PHILADELPHIA (Reuters) - Talk about sticker shock.
Motorists in parts of New Jersey and Pennsylvania saw gasoline prices on some stations from $8 to nearly $10 a gallon range Wednesday, as many Lukoil dealers staged a one-day protest over the wholesale prices the company is charging them.
“The reason why we are doing this is we are sick and tired of Lukoil’s uncompetitive pricing,” Kinnelon, New Jersey, station operator Ameer Kraff said. “Their unfair treatment gets down to our customers.”
Kraff and other Lukoil station owners contend they are forced to buy gas from Lukoil at prices 10 to 20 cents a gallon higher than their competitors.
Kay Kezbari, who runs a station in Mount Laurel, New Jersey, was selling regular gas for $3.79 a gallon, just 4 cents over the $3.75 he is charged by Lukoil, he said. His competitors, meanwhile, are selling gas for $3.65, he said, and that’s costing him costumers.
He used to pump as much as 300,000 to 400,000 gallons a month, but it is closer to 150,000 now, Kezbari said. “How can we survive?”
His price on Wednesday? $9.99 a gallon.
Kezbari said some customers even bought some gas - a little - in a show of support. “We are with you, so just give me two gallons,” Kezbari said his customers would say.
A dealer trade group, the New Jersey Gasoline, Convenience Store, Automotive Association, said 57 stations participated in the protest, 30 in New Jersey and 27 in Pennsylvania.

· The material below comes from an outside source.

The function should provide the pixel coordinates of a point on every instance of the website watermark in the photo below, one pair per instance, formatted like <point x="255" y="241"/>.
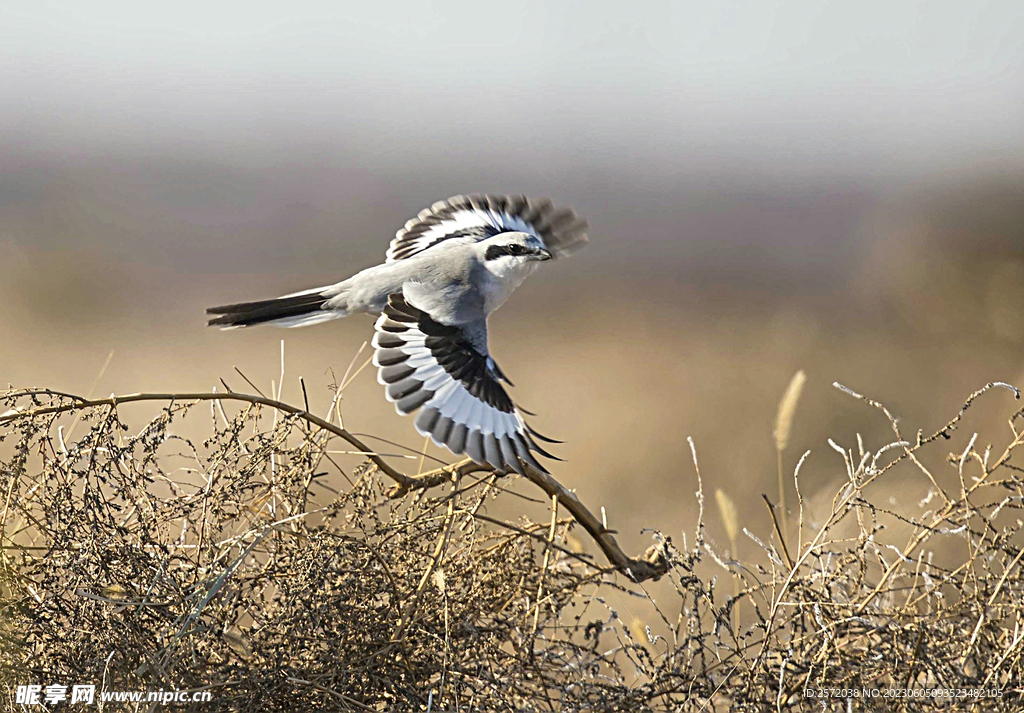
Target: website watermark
<point x="894" y="694"/>
<point x="85" y="695"/>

“We deeply regret that the NJGCA, a trade lobbyist, has apparently encouraged public misstatements and ill-conceived actions which harm consumers, rather than engage in constructive dialogue,” Michael Lewis, vice president and general counsel of Lukoil North America, said in an emailed statement.
The company, which operates 500 service stations in the United States, is a subsidiary of Russia’s OAO Lukoil, it said on its website.